Maria Bello on Getting Work After Coming Out: ‘I Am Proud of Our Hollywood Community’

Actress and author talks show business response to evolving identities, working in major franchises

Maria Bello has been an indie movie queen, a shadowy TV detective, a charitable pioneer and now, she’s working full-time at being herself.

Bello’s “Whatever…Love Is Love,” a memoir currently on shelves, is a project that further clarifies her December 2013 revelation to the New York Time that she’s in a relationship with a woman — and permanently avoiding labels.

Toasting the book’s release at Ray Azoulay’s high-end furniture boutique Obsolete in Los Angeles, Bello welcomed friends like Marcia Gay Harden and manager John Carrabino, and spoke with TheWrap about her reception in the industry since coming out. The award-winning actress also discussed pivoting from indies to Young Adult franchises and more.

TheWrap: The book is quite an expansion on your New York Times piece. Were you nervous about the reception, how has it been? 
Maria Bello: I have to say it’s overwhelming. It’s unexpected. Because I see how, more and more, over the last couple of weeks, and months, how much the media has been talking about the labels we give ourselves and other people. We’re reclaiming those labels. If we look at the day my book came out, was the day of the Supreme Court and they were voting for marriage equality, and then Bruce Jenner comes out as this amazing beauty.

Talk about reclaiming yourself.
And there are 51 new definitions on Facebook for gender orientation, and you just start to think “What is this?” and you start to ask questions. My book is about asking questions.

How has it been for you to be in this business, when you go to audition rooms, when you go to pitch projects? Is there more or less interest? Any consistency? 
I have to say, the movies that I have done in the last year [the anticipated “Max Steel,” and Sony’s YA blockbuster franchise hopeful “The 5th Wave”], the quality of the people that I am working with, the directors and the things that I am being offered… it makes me so proud of our community that they would be open to ‘whatevers.’ I think we are all whatevers — we are all a bunch of gypsies in this community. And when people say “Hollywood, oh we are so pretentious,” I say 99% of Hollywood, they are the greatest most open people you will ever meet. I am proud of our Hollywood community.

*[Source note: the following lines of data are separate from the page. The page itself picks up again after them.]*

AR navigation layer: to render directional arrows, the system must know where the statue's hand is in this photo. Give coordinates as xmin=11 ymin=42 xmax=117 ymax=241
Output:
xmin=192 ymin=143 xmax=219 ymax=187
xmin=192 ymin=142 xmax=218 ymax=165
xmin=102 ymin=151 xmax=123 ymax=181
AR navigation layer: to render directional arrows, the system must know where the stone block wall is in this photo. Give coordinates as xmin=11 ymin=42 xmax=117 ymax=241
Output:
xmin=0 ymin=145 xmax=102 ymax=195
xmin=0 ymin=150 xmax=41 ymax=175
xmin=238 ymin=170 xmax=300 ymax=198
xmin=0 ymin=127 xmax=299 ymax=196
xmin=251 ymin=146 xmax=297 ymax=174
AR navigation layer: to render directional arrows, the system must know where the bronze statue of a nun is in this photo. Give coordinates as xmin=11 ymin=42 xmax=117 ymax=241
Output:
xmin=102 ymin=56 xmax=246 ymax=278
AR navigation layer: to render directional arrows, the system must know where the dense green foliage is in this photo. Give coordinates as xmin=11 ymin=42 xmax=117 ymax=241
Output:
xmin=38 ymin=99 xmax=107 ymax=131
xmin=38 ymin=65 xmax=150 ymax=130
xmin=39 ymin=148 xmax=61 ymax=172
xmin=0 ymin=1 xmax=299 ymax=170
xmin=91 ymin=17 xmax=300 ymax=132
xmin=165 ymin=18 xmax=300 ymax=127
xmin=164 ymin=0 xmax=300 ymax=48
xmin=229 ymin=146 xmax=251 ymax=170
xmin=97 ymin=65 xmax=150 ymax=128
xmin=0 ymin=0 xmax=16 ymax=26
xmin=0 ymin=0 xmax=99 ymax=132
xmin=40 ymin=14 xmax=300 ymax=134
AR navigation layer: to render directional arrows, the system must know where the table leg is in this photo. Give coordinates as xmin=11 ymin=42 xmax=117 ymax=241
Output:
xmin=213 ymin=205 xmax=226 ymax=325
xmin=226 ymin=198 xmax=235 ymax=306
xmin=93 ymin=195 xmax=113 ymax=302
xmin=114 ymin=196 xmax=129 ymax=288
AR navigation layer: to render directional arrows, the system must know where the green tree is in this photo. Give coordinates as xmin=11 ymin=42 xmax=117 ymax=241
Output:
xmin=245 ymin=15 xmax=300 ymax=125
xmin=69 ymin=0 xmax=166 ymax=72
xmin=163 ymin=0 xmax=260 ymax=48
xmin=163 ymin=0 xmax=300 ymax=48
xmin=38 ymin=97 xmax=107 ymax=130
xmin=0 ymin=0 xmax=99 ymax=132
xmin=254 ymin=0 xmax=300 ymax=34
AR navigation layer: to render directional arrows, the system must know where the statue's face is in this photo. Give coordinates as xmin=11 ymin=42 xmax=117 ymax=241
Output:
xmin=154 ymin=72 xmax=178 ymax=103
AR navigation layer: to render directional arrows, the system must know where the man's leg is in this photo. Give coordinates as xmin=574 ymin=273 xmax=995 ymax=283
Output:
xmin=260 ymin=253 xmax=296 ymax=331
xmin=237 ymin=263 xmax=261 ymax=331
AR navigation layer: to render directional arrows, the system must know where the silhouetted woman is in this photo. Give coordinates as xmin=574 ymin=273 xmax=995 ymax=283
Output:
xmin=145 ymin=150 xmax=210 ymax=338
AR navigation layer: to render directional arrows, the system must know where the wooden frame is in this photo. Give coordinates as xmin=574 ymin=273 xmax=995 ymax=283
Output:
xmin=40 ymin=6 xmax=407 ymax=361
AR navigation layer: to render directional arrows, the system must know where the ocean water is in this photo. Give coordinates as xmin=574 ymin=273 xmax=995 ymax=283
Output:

The new movies are a bit of a deviation for you. You’ve done indies, bigger hits, led a TV show. Do you have a preference?
I like both, but I have to say, because I have a 14-year-old son, I’ve seen every ‘Furious’ movie — five, seven — and I was so moved. I bawled my eyes out to my 14-year-old son. He was like “Mom, stop crying! Stop embarrassing me!” I thought it was such a beautiful send off. I like franchises, and I like independent films. I like both.

Bello confirmed she’s planning to write a non-fiction follow-up, but would not confirm the subject matter.